Henry is also about six weeks away from the point in OPGTR where it's recommended to begin a spelling program.  I do think he'll be ready to start Spelling Workout A at that point. It's a very gentle progression; the first 12 lessons only deal with letter sounds and beginning and ending sounds of words.

Based on all of this, our school "day" should look like this by mid-November:

Saxon Math 1 - 30 minutes (or one lesson) per day
The Ordinary Parent's Guide to Teaching Reading - 10 minutes per day
Spelling Workout A - 10 minutes per day
Handwriting/copywork - 10 minutes per day

Additionally, Henry will do at least a half hour of independent reading at or below his instructional level each day.  He'll also listen to stories above his level for at least a half hour per day, either read by me or from our growing audiobook collection.

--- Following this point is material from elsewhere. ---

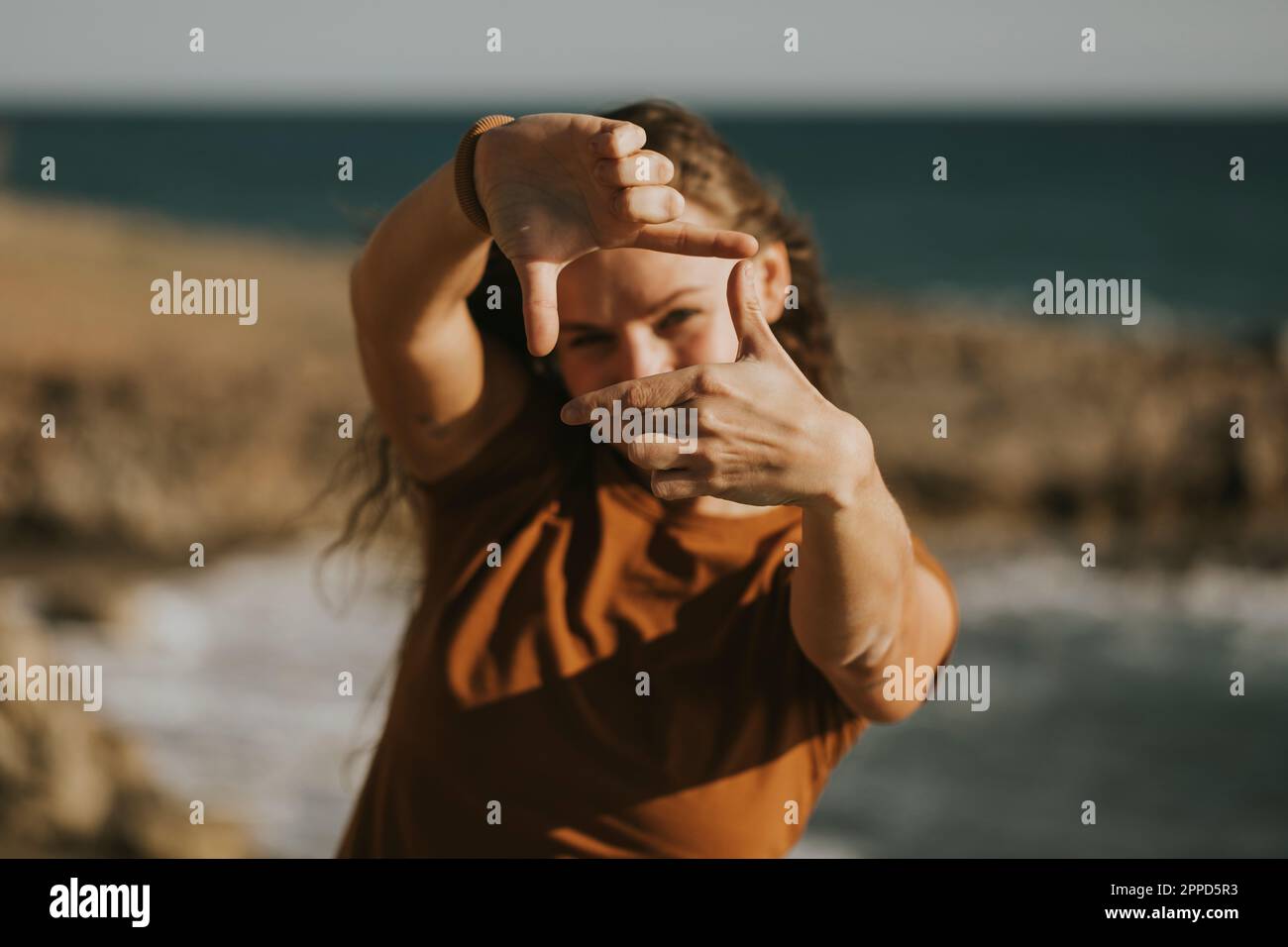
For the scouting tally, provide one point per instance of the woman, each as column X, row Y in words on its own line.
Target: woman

If he continues at this pace and if he continues to demonstrate mastery, we'll be starting First Language Lessons for the Well-Trained Mind: Level 1 sometime around mid-January.  At that point, I'll need to assess Henry's language arts ability as a whole and see if he's ready to take on the complete Well-Trained Mind recommendations for level 1.  Will he, at roughly 5 1/2 years old, be ready for this?
And, if he is ready for that, we'll probably go ahead and start easing in to history (the Ancients) and science (animals, the human body, and plants) with our chosen programs of RC History and Elemental Science. Exciting times are ahead!

Oliver

As I stated above, Oliver only had two days of therapy this week.  Both days were good ones, though.  At least 90% of his mands were above full prompt during both sessions and his problem behavior was minimal.  At home, he's still signing for pretzels independently, and for bananas and crackers with minimal prompting.  This morning, he manded milk independently too!

Jane

Jane has her colors down, thank you very much Starfall.com! Red, orange, yellow, green, blue, purple, brown, white, black, and pink - all easily identified and she's even saying the names intelligibly.  I think it's time to move to shapes.

We're still carschooling, but she just thinks she gets to watch fun videos when we go to pick up Oliver.

Peter

Three months old and filling out his 3-6 month clothes like they're going out of style.